O argentino do Estoril que pinta o Oriente onde nunca esteve
No cavalete aberto no quarto transformado em estúdio na casa de Cohen Fusé, no Estoril, está ainda por acabar uma das mulheres icónicas da obra do pintor argentino: o rosto que nos olha diretamente é ocidental, o xaile/quimono tem grandes flores amarelas e rosa, criadas graças a dezenas de pequenas pinceladas paralelas. Na mão, a mulher tem um leque vermelho, que ainda há de ganhar vida. "A inspiração oriental já vem de miúdo, fiquei fascinado quando vi os primeiros livros sobre arte japonesa, aqueles quimonos...", recorda o artista, lembrando que o fascínio não foi só seu, mas de artistas como Monet, Renoir ou Van Gogh. "Todos ficaram malucos com a arte oriental", diz, deixando claro que não se está a comparar com eles. "São todos grandes monstros, eu sou um pequenino", ri-se.

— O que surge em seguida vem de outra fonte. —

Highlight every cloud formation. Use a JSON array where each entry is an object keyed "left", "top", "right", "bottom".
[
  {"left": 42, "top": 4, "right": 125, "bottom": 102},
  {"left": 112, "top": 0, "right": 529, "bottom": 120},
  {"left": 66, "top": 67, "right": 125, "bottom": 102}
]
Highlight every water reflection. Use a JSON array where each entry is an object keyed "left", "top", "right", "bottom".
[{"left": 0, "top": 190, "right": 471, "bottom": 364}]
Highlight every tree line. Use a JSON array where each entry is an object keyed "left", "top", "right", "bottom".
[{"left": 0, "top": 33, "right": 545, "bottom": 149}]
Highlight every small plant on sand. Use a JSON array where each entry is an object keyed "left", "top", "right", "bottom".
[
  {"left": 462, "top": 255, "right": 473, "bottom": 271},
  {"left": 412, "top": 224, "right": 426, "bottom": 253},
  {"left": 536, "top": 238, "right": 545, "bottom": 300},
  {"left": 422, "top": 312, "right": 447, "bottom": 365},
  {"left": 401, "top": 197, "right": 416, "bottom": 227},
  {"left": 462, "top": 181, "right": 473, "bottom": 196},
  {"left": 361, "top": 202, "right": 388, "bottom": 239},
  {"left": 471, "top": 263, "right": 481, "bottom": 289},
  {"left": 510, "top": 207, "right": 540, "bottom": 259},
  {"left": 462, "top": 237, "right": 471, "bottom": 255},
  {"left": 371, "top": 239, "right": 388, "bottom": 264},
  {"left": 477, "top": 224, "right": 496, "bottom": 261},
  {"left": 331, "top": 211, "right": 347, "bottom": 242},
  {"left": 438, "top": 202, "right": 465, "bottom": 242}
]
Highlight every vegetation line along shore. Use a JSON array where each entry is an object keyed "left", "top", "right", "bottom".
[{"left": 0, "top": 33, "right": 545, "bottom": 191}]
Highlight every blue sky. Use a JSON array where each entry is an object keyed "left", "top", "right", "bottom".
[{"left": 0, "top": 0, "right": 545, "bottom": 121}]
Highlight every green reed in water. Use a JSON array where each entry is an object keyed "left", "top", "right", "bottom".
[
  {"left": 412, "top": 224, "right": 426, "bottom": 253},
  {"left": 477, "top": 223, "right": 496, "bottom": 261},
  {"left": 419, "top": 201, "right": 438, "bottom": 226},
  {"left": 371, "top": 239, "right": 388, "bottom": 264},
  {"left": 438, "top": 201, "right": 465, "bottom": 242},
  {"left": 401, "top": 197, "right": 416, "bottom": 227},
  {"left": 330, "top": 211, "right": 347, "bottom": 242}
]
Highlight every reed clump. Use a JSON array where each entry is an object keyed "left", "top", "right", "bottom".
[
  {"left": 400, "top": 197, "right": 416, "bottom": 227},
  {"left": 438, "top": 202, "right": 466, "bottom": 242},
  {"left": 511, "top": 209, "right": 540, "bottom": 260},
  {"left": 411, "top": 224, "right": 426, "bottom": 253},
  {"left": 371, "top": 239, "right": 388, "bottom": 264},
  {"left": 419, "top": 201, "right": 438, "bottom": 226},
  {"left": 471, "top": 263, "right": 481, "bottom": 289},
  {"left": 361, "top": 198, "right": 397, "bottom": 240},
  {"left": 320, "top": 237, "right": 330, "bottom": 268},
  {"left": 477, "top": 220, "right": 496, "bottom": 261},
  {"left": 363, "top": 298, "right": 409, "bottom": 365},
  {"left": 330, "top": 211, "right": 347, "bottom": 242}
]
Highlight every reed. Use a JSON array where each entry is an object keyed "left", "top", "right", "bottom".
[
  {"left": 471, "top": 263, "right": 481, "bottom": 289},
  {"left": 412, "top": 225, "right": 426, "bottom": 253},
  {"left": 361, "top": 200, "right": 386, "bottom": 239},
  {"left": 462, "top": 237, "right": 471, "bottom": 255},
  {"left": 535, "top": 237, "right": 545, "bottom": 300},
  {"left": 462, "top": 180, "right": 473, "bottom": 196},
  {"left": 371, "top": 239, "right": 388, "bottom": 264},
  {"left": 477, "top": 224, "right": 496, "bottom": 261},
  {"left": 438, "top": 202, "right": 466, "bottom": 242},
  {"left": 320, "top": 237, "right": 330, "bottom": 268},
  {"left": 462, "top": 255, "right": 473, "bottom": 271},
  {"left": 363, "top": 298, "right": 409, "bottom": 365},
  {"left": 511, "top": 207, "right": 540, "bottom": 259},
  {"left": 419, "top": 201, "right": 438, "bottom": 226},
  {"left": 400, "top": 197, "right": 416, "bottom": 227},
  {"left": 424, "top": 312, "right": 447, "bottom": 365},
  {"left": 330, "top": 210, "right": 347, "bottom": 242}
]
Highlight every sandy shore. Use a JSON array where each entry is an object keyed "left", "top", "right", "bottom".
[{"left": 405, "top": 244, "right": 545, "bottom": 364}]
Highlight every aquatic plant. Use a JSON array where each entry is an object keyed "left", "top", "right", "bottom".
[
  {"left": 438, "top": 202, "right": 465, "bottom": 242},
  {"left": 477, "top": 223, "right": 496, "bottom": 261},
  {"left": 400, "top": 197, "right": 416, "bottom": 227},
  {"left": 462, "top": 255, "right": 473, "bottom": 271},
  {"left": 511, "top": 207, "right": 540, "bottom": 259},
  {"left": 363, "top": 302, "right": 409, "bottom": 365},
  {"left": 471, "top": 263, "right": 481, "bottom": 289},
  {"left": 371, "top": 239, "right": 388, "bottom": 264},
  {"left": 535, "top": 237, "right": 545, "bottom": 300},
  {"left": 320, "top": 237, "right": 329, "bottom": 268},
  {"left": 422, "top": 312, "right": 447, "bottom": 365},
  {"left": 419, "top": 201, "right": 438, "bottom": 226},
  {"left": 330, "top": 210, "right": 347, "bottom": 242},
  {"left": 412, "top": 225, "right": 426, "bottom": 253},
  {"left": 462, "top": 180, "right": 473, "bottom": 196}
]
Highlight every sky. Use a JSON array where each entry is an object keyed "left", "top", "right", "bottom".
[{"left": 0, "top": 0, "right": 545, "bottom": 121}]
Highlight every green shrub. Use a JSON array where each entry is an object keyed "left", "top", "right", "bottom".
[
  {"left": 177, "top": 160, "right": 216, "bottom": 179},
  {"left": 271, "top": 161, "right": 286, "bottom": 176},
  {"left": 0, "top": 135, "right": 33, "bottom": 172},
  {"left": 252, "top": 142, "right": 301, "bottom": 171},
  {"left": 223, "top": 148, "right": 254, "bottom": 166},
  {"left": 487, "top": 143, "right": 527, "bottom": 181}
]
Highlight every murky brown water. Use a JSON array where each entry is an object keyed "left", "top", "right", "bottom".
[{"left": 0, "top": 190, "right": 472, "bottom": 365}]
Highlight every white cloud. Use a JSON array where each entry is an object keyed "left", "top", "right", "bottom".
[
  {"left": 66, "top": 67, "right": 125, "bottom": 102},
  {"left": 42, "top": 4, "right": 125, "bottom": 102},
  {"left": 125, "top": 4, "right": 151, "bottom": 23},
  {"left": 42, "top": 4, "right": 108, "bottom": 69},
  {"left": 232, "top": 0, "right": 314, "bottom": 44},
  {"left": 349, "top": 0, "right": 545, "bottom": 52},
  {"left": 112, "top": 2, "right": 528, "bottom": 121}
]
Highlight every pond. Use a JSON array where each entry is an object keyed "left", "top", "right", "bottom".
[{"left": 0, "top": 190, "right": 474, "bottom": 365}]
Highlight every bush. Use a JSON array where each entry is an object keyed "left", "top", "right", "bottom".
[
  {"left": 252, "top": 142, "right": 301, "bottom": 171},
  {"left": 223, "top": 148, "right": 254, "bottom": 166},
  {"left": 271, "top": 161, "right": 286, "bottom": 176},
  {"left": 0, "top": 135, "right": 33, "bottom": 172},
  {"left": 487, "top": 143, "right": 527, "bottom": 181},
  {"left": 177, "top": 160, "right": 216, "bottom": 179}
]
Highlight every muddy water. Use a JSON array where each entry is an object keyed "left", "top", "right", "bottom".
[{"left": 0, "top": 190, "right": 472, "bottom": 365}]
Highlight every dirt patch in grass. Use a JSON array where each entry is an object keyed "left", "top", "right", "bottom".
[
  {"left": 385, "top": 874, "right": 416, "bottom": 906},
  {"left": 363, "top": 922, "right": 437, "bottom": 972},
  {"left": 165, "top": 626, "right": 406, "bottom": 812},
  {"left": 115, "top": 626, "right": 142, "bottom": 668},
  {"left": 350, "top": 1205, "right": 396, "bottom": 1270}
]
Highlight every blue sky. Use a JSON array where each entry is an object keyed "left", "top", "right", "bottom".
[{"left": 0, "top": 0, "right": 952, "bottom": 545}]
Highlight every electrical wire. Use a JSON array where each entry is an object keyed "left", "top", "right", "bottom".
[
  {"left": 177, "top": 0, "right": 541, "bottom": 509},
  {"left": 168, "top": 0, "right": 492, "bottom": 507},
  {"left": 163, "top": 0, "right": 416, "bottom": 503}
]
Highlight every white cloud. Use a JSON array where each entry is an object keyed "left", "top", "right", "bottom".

Apesar dessa inspiração oriental, Cohen Fusé nunca esteve no Oriente. "Tenho tido convites, mas nunca calhou. Como sempre digo, a oportunidade bate sempre à porta e se estiver em condições, então vou", diz o pintor de 72 anos , há mais de 30 em Portugal. E o facto de nunca ter viajado para terras orientais, não significa que a sua obra não seja apreciada por lá. "Tenho clientes e público de toda a parte do mundo, de Taiwan, da Turquia, há muita gente do Irão, até da Coreia do Norte", explica. "Gostam da parte oriental, gostam das cores, o fenómeno das mulheres", conta, dizendo que sempre gostou do feminino. "Não sou capaz de pintar homens, já o fiz, mas não me sinto cómodo. O mundo feminino é o que me atrai, o que me leva a fazer isto."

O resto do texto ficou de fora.